Consuming Passions

Should labour treat citizens as a consumer, the big debate in Britain's Labour Party.
Published on May 21, 2003

IT HAS taken a while for Britain’s political classes to recover from their post-war torpor, but the row over giving a few hospitals a bit of autonomy in the way they manage their affairs has done the trick. The government’s modest plans for introducing so-called “foundation” hospitals to England’s highly centralised health-care system have had backbench and union critics up in arms, accusing it of destroying the founding principles of the National Health Service. So profound was the government’s unease about the scope for a damaging rebellion that before a vote that they easily won ministers seemed more intent on saying what foundation hospitals were not than what they are.

Yet the idea that Tony Blair and Alan Milburn, the health secretary, are conspiring to end the system whereby health care is free at the point of use and treatment is based on clinical need rather than the ability to pay is manifest poppycock. So what is really going on? At the heart of the arguments over public-service reform now raging within the Labour Party are two quite distinct and opposing ideas of citizenship, not to mention a good deal of intellectual confusion.

As Catherine Needham argues in a pamphlet published last month by Catalyst, a leftish think-tank, the real split is not over foundation hospitals as such, but over the nature of the relationship between the citizen and the providers of public services. On one side is a traditional, sentimental Labour view that good public services not only express the value the community places on collective provision, but define the nature of the community itself. Implicit in this is the belief that citizenship stems from the social solidarity that is fostered by shared interests and decent minimum standards.
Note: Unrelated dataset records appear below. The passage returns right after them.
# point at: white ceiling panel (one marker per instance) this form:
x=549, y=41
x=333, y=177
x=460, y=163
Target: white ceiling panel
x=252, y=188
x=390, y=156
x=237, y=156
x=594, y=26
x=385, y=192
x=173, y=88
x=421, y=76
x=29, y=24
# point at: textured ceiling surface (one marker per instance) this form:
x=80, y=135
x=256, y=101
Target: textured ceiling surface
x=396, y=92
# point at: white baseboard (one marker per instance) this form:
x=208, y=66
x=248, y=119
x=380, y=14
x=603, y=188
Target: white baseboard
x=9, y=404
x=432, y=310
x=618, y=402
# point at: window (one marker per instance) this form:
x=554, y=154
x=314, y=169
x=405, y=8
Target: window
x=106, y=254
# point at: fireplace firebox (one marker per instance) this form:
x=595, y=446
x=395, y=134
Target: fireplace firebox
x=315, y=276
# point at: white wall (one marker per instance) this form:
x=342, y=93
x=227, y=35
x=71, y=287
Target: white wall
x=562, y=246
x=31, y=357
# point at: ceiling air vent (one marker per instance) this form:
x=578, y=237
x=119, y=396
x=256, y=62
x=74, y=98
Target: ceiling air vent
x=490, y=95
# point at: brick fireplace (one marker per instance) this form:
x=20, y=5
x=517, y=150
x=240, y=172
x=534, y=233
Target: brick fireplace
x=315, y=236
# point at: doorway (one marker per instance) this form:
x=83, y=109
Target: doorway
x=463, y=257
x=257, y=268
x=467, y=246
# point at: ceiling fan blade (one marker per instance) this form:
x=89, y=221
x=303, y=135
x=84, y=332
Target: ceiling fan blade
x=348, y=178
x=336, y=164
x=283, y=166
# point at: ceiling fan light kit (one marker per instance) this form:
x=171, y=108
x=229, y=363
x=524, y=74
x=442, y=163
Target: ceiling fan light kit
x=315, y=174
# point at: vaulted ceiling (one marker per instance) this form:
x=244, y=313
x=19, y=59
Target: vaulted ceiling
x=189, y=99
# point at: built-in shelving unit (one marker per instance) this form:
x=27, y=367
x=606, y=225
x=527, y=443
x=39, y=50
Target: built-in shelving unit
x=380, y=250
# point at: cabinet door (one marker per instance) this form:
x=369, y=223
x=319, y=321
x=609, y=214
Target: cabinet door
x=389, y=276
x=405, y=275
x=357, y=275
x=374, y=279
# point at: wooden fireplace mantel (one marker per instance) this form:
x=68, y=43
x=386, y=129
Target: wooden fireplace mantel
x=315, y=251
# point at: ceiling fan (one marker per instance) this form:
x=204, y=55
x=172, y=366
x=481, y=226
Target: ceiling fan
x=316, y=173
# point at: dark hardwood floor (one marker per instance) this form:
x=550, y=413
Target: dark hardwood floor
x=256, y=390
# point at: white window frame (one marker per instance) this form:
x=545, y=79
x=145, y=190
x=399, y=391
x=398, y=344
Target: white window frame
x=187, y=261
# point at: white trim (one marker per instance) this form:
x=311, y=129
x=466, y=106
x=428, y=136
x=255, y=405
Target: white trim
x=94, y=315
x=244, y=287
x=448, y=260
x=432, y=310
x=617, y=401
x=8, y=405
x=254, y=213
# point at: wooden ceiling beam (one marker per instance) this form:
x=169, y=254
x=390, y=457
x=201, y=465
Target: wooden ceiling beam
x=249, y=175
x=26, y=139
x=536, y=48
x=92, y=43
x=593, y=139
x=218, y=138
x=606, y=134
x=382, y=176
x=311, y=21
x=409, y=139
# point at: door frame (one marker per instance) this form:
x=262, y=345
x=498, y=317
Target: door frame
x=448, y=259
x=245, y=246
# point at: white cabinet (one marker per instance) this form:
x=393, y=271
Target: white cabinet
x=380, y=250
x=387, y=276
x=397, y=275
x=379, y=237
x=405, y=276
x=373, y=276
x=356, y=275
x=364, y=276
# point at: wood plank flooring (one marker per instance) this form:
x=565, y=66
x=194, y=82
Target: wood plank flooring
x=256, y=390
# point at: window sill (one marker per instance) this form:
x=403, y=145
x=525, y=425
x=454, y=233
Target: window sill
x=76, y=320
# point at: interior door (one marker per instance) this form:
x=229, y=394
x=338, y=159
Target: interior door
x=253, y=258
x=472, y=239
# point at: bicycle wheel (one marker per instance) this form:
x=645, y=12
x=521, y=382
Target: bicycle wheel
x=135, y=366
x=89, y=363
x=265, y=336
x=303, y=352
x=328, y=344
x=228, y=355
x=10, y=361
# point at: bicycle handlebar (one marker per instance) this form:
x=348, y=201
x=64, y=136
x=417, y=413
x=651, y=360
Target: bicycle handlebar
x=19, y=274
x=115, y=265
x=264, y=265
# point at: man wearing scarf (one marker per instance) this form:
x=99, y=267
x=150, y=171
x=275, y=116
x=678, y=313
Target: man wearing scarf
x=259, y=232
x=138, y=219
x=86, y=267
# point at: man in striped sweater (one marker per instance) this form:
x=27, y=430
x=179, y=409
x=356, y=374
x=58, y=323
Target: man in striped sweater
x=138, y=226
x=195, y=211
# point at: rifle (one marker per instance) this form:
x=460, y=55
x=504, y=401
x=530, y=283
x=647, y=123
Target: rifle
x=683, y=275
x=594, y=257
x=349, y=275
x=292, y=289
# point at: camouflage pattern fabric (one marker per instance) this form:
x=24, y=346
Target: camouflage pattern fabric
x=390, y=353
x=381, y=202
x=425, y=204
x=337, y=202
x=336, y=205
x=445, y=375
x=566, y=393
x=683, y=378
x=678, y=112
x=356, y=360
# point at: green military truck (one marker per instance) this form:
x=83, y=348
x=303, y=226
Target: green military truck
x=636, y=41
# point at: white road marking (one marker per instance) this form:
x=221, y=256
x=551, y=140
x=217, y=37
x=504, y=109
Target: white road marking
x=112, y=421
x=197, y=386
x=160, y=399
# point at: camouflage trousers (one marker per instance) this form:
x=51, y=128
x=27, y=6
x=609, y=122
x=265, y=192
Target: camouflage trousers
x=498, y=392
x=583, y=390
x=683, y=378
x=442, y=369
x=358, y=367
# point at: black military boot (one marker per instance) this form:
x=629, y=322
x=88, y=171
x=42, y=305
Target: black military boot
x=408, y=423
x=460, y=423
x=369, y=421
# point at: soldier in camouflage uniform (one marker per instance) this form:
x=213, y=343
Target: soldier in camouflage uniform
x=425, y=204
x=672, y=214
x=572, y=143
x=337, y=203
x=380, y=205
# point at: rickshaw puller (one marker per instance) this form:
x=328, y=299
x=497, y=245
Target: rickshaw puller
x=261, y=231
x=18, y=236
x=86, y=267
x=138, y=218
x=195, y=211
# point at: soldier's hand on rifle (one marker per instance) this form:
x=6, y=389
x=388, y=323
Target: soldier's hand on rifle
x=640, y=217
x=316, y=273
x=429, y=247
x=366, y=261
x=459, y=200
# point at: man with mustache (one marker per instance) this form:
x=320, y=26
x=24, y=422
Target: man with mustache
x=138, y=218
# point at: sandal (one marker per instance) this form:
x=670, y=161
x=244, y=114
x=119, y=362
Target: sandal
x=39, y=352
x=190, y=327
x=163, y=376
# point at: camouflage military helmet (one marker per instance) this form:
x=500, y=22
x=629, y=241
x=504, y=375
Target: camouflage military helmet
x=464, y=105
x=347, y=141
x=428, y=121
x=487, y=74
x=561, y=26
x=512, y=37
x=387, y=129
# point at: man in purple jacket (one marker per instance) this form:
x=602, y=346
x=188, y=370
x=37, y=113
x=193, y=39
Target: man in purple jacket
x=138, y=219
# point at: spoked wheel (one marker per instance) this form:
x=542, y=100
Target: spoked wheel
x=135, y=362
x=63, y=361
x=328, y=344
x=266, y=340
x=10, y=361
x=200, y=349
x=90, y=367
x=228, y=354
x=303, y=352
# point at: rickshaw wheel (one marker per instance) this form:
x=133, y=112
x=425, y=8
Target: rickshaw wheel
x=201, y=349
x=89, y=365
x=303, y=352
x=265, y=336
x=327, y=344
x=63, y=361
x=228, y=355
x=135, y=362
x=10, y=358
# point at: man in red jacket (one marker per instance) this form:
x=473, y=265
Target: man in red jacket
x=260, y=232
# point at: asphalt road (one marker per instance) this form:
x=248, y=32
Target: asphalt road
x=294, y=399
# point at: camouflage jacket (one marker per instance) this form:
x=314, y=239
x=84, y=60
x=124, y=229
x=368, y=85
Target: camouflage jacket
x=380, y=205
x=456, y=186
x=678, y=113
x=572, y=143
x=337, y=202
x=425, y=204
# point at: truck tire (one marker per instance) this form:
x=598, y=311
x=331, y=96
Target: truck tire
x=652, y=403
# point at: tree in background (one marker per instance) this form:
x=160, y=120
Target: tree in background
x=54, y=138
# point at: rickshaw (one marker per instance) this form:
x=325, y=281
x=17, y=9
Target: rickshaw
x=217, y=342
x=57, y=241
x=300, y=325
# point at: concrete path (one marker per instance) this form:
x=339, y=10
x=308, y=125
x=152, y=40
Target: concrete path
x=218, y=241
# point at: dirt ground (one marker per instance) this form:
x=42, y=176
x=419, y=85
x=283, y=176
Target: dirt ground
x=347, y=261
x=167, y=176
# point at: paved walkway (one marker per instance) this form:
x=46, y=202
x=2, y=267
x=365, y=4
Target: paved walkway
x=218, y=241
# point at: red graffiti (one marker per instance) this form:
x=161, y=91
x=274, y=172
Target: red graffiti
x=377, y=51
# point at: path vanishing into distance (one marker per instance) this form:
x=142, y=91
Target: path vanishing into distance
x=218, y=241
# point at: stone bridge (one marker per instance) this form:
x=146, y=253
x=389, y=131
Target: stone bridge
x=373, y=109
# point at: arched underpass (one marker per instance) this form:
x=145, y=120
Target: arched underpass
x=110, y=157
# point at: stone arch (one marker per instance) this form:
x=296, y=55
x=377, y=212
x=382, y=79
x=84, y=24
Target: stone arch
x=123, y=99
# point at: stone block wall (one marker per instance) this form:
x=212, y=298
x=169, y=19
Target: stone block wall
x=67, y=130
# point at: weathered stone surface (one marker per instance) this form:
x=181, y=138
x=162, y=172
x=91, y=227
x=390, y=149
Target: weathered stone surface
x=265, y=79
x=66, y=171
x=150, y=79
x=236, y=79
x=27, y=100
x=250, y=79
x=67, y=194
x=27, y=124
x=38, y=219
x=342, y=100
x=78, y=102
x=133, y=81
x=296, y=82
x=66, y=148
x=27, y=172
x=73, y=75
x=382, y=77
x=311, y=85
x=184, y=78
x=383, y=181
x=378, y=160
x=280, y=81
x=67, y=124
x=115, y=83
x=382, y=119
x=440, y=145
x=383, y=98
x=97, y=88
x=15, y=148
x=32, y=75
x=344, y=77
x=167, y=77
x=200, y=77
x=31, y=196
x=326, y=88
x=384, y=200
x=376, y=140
On the other side are those New Labour types (including Mr Blair) who are edging towards neo-liberalism. They see citizens as consumers whose relationship with the state is largely bilateral and whose political preferences are revealed mostly by economic decisions. Although they recognise that there are difficulties, they want public services to be provided more like privately supplied goods. That way, they believe, people will gain more control over their lives.
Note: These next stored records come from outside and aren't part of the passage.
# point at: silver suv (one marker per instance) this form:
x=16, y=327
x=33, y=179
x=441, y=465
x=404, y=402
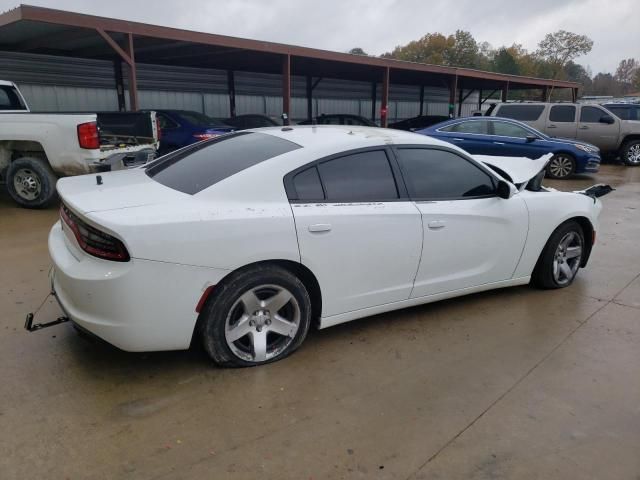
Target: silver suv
x=586, y=122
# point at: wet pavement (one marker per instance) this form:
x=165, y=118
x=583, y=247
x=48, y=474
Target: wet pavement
x=516, y=383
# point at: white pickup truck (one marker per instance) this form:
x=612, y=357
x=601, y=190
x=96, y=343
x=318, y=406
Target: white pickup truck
x=37, y=148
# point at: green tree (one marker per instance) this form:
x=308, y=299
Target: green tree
x=504, y=62
x=561, y=47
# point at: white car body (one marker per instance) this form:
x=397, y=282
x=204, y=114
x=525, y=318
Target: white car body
x=367, y=257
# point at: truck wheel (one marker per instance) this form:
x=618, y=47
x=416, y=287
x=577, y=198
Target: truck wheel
x=630, y=153
x=561, y=166
x=31, y=182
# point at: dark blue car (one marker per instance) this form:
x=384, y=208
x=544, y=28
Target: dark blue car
x=510, y=138
x=180, y=128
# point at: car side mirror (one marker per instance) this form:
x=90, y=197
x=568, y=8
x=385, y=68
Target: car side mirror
x=505, y=190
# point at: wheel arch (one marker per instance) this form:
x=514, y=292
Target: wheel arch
x=302, y=272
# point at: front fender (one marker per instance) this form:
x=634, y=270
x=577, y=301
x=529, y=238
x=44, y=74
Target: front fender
x=548, y=209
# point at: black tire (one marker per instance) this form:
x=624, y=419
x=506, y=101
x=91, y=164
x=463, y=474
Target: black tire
x=223, y=303
x=630, y=153
x=561, y=166
x=543, y=274
x=39, y=182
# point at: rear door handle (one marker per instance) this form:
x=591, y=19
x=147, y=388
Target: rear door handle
x=320, y=227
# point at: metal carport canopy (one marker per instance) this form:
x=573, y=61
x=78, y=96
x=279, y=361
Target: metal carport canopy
x=49, y=31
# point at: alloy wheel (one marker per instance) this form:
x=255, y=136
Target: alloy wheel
x=262, y=323
x=27, y=184
x=567, y=258
x=561, y=166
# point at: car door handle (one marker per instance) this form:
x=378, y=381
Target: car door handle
x=320, y=227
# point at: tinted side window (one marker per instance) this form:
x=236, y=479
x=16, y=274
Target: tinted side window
x=591, y=114
x=525, y=113
x=622, y=112
x=562, y=114
x=206, y=163
x=439, y=175
x=505, y=129
x=477, y=126
x=365, y=176
x=307, y=185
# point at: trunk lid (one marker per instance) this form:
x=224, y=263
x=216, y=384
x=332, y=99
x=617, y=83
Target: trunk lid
x=121, y=189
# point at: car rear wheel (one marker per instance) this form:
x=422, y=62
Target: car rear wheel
x=631, y=153
x=257, y=316
x=31, y=182
x=561, y=258
x=561, y=166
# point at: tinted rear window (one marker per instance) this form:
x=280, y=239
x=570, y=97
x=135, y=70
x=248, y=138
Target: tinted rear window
x=207, y=163
x=525, y=113
x=562, y=114
x=622, y=111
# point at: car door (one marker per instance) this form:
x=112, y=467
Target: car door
x=357, y=230
x=472, y=237
x=562, y=122
x=513, y=140
x=470, y=135
x=593, y=129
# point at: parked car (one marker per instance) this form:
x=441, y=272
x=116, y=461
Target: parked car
x=184, y=127
x=589, y=123
x=305, y=226
x=418, y=123
x=252, y=120
x=37, y=148
x=506, y=137
x=339, y=119
x=624, y=111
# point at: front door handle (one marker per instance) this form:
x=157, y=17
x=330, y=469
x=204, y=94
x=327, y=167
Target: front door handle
x=320, y=227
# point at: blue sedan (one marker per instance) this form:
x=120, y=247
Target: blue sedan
x=510, y=138
x=180, y=128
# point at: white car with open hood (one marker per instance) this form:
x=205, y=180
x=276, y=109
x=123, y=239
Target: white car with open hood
x=243, y=241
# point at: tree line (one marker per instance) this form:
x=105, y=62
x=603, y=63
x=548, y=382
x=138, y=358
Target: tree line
x=555, y=58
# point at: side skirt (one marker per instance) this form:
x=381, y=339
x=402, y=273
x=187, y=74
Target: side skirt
x=412, y=302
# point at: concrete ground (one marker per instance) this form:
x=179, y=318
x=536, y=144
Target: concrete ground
x=517, y=383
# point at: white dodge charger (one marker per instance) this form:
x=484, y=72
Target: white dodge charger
x=241, y=242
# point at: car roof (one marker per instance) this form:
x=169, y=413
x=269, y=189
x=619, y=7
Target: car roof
x=347, y=136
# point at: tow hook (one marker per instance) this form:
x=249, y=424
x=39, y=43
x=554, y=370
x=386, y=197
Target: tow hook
x=32, y=327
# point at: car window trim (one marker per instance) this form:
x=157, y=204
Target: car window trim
x=475, y=163
x=401, y=188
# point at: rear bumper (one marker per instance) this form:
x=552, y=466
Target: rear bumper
x=139, y=305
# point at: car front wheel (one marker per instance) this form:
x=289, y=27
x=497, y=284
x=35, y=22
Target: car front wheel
x=561, y=258
x=257, y=316
x=561, y=166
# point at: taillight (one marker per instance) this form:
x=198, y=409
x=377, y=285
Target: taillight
x=205, y=136
x=92, y=240
x=88, y=135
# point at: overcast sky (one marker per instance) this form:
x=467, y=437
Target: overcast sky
x=379, y=25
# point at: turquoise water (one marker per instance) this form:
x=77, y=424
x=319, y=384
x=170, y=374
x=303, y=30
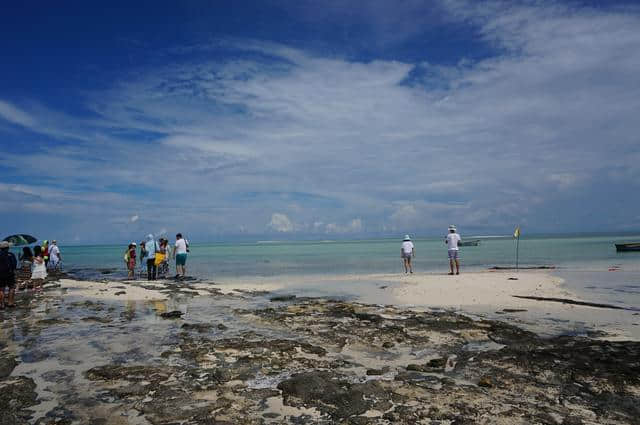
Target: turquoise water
x=215, y=261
It is an article of faith for Mr Blair and New Labour that the party helped to make itself unelectable because its response to Thatcherism was a knee-jerk defence of public-sector unions combined with unthinking hostility to the privatisation of the old state monopolies. Just as Labour had allowed itself to become associated with the drabness of rationing in the 1950s, in the 1980s it looked equally out of touch in identifying itself with producer interests instead of coming to terms with the rampant consumerism the Tories had unleashed.

In a speech to the Labour Party conference in October 2001, dripping with frustration over what he regards as the almost pre-historic attitudes of many in his party, Mr Blair said: “This is a consumer age. People don’t take what they’re given. They demand more.” Mr Milburn, defending his proposed NHS reforms, echoed: “We are in a consumer age whether people like it or not. What will destroy the public services is the idea that you can retain the ethos of the 1940s in the 21st century.” In particular, Mr Blair reckons that the prosperous middle classes, whose taxes pay for hospitals and schools, will desert the public sector unless service providers start to respond to their needs as the private sector does.

Mr Blair and Mr Milburn are right: the time when people were grateful for whatever they were given has gone. And the last few years of rapidly rising spending on health unmatched by better results should have silenced opponents of change. But even now, the prime minister appears uncomfortable about where the logic of his argument is taking him.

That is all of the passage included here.